LE REAZIONI. Salvini si è già dato la risposta. I suoi predecessori chiamati in causa, Angelino Alfano e Marco Minniti, non hanno replicato. Il dem Antonio Decaro, leader nazionale dei sindaci, ha invece espresso amarezza per quelle accuse: «Offendono l'impegno che l'associazione dei Comuni ha messo negli ultimi anni per aiutare le prefetture nella difficile gestione dell'accoglienza dei migranti. Perseguendo un unico principio: una distribuzione più omogenea possibile del flusso migratorio nell'interesse delle comunità ospitanti, cioè dei cittadini non degli amministratori. Lavorando, quindi, per un'integrazione possibile che allontanasse il rischio di tensioni sociali». A nome del Partito Democratico ha parlato Franco Mirabelli, vicecapogruppo al Senato: «Capiamo la smania e l'urgenza di tenere sotto traccia l'inchiesta sui 49 milioni che la Lega, il partito di Salvini, ha fatto sparire e si cui dovrà rendere conto. Quindi è ovvio che il ministro degli Interni cerchi di alzare polveroni mediatici per parlare di altro. Ma per fare questo non può offendere il Pd in maniera gratuita e bugiarda, continuando ad esasperare un tema quello dell'immigrazione che andrebbe affrontato in maniera molto diversa e non strumentale. C'è la magistratura che fa il suo lavoro. Lo farà per l'inchiesta in Veneto e lo farà per i 49 milioni spariti.
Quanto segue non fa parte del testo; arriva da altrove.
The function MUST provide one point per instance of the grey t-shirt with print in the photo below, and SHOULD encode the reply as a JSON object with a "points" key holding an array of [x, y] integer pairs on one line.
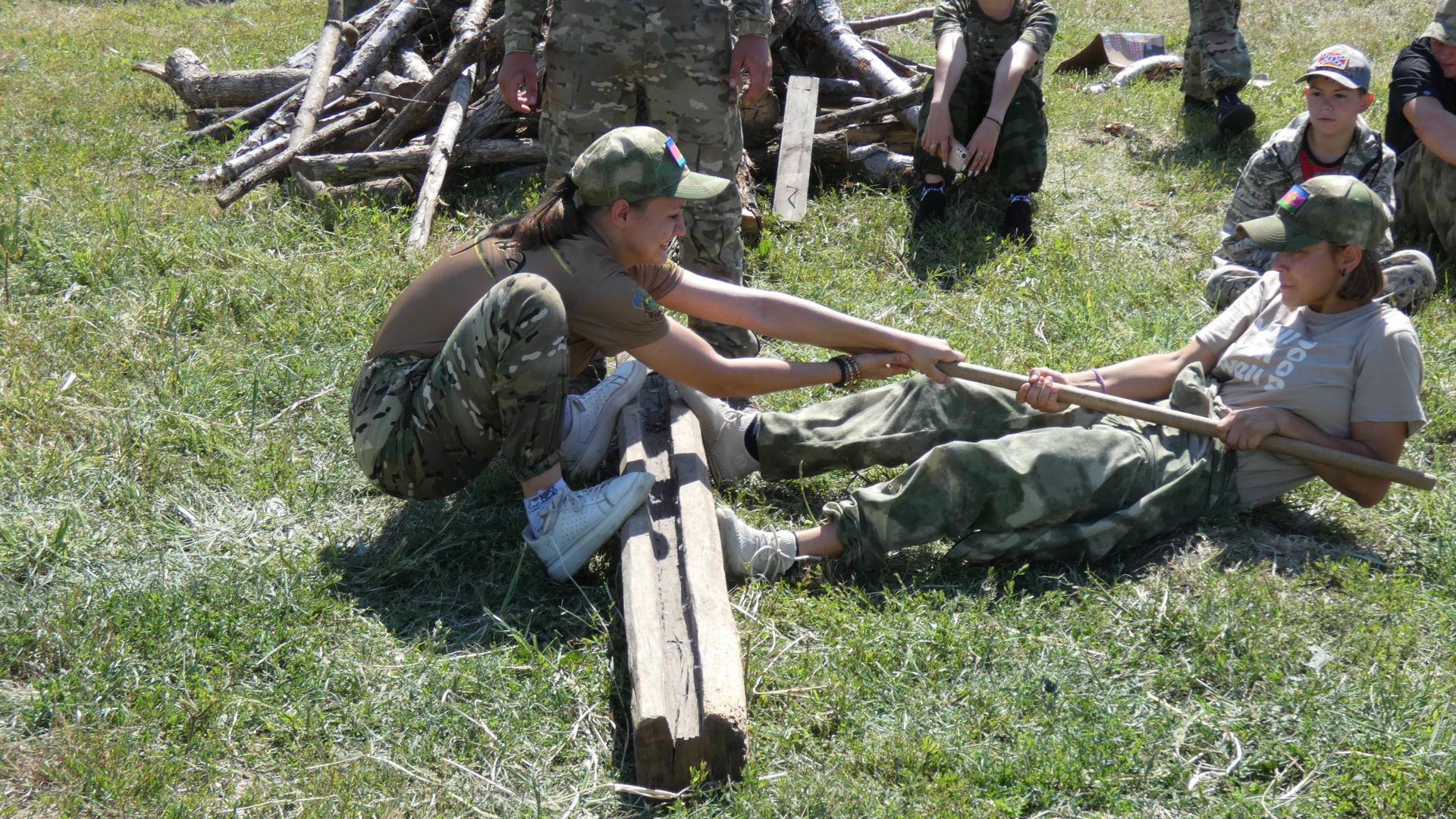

Noi per la prima non abbiamo nulla da temere, lui si prepari a rispondere sulla seconda». 

IL VIMINALE. Ma a tenere banco è anche il caso intercettazioni, che sarebbe «sotto la lente d'ingrandimento» del Viminale, con evidente riferimento alla posizione del prefetto Impresa, attualmente in Emilia Romagna proprio su nomina di Salvini, che in queste ore si dice «amareggiata» e parla di «malinteso» alludendo a sua volta alle tensioni gestionali vissute negli anni dell'emergenza. «Chiediamo che il ministro proceda immediatamente alla rimozione del prefetto Impresa e individui la persona più adeguata a reggere la prefettura di Bologna al fine di risolvere il problema dell'accoglienza indiscriminata che sino ad oggi è stata perseguita dai partiti di sinistra», ha detto il deputato forzista Galeazzo Bignami, definendo «desolante» lo scenario che emerge dall'indagine padovana. Invece il senatore centrista Pier Ferdinando Casini, definendola persona «trasparente e corretta», ha difeso la rappresentante territoriale del Governo: «Il ministro Salvini ha recentemente nominato Patrizia Impresa come prefetto di Bologna. Ha scelto una servitrice dello Stato di prima categoria e non possono certo essere stralci di intercettazioni decontestualizzate a farci cambiare idea». Sulla stessa posizione anche Virginio Merola, sindaco del capoluogo emiliano ed esponente del Pd: «Mi chiederei perché non ha fatto mai scandalo che i sindaci leghisti non hanno mai risposto alle richieste dei prefetti».